Return type:: Sequence[str] | None
Raises:: ValidationError – If primary_key is enabled but columns are invalid.

_copy_into_table(conn: Any, table: sqlalchemy.Table, content: pandas.DataFrame) → None[source]¶: Insert rows using PostgreSQL COPY.

_validate_columns(table: sqlalchemy.Table, column_names: collections.abc.Sequence[str]) → None[source]¶

Validate that all requested columns exist in the reflected table.

Parameters:

table – Reflected SQLAlchemy table.
column_names – Column names to validate.

Returns:

None

Raises:

ValidationError – If one or more columns do not exist in the table.

_validate_read_settings() → None[source]¶

Validate read settings before query construction.

Returns:: None
Raises:: ValidationError – If limit or order direction is invalid.

_build_select_columns(table: sqlalchemy.Table) → sqlalchemy.sql.Select[Any][source]¶

Build a SELECT statement for configured columns or all columns.

Parameters:: table – Reflected SQLAlchemy table.
Returns:: SELECT statement with chosen columns.
Return type:: Select[Any]
Raises:: ValidationError – If any selected column does not exist.

_build_filters(stmt: sqlalchemy.sql.Select[Any], table: sqlalchemy.Table) → sqlalchemy.sql.Select[Any][source]¶

Apply equality filters from read settings to the SELECT statement.

Parameters:

stmt – Current SELECT statement.
table – Reflected SQLAlchemy table.

Returns:

SELECT statement with WHERE conditions applied.

Return type:

Select[Any]

Raises:

ValidationError – If any filter column does not exist.

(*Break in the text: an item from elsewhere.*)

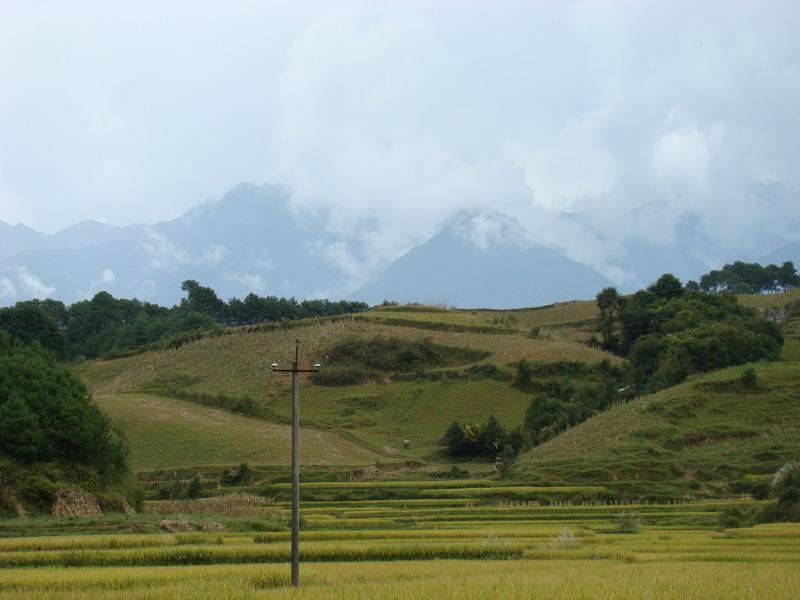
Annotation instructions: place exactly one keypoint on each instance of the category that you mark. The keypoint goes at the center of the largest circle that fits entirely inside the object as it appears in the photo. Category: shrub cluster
(47, 415)
(668, 332)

_build_order_by(stmt: sqlalchemy.sql.Select[Any], table: sqlalchemy.Table) → sqlalchemy.sql.Select[Any][source]¶

Apply ORDER BY clauses from read settings to the SELECT statement.

Parameters:

stmt – Current SELECT statement.
table – Reflected SQLAlchemy table.

Returns:

SELECT statement with ORDER BY applied.

Return type:

Select[Any]

Raises:

ValidationError – If any order-by column does not exist.

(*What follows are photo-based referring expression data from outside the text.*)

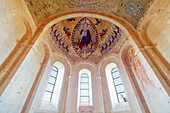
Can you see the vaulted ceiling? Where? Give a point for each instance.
(130, 10)
(86, 38)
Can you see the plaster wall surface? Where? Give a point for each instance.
(14, 96)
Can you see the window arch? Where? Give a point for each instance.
(113, 81)
(120, 92)
(53, 88)
(84, 97)
(84, 90)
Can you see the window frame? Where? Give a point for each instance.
(113, 71)
(53, 84)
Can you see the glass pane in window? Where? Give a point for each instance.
(51, 80)
(49, 87)
(84, 79)
(84, 86)
(47, 96)
(119, 88)
(84, 92)
(53, 73)
(54, 68)
(117, 81)
(115, 74)
(84, 75)
(114, 69)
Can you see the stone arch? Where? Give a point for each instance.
(73, 90)
(64, 87)
(106, 94)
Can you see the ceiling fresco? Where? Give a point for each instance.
(130, 10)
(86, 38)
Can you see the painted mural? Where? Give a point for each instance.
(109, 42)
(139, 70)
(135, 9)
(59, 38)
(84, 38)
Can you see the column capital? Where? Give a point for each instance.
(71, 77)
(99, 77)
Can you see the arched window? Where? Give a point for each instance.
(84, 90)
(54, 83)
(120, 92)
(50, 85)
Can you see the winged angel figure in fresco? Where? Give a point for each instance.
(85, 38)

class ds_provider_postgresql_py_lib.dataset.PostgreSQLDatasetSettings[source]¶

Bases: ds_resource_plugin_py_lib.common.resource.dataset.DatasetSettings

Settings for PostgreSQL dataset operations.

The read settings contains read-specific configuration that only applies to the read() operation, not to create(), delete(), update(), etc.

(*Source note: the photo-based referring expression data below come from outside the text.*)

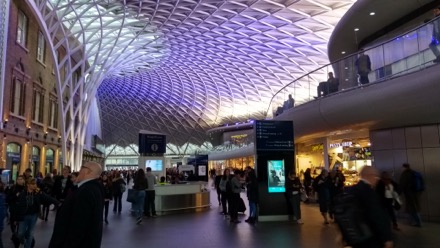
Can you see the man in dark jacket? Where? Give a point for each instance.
(63, 184)
(78, 222)
(29, 204)
(374, 214)
(412, 197)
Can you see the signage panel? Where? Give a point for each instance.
(152, 143)
(274, 135)
(276, 176)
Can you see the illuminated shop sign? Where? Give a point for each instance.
(317, 148)
(342, 144)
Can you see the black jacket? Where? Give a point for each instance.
(58, 190)
(29, 203)
(79, 219)
(374, 213)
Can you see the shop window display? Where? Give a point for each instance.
(353, 159)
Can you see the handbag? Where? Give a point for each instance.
(303, 195)
(131, 195)
(397, 203)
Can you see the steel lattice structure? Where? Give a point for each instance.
(180, 67)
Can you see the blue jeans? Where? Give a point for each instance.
(150, 196)
(252, 209)
(26, 229)
(139, 204)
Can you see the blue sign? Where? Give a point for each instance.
(152, 143)
(274, 136)
(275, 176)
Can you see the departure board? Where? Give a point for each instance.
(274, 135)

schema: str = 'public'¶: Schema for dataset operations.

table: str¶: Table for dataset operations.

read: ReadSettings¶: Settings for read().

create: CreateSettings¶: Settings for create().

update: UpdateSettings | None = None¶: Settings for update().

upsert: UpsertSettings | None = None¶: Settings for upsert().

delete: DeleteSettings | None = None¶: Settings for delete().

purge: PurgeSettings¶: Settings for purge().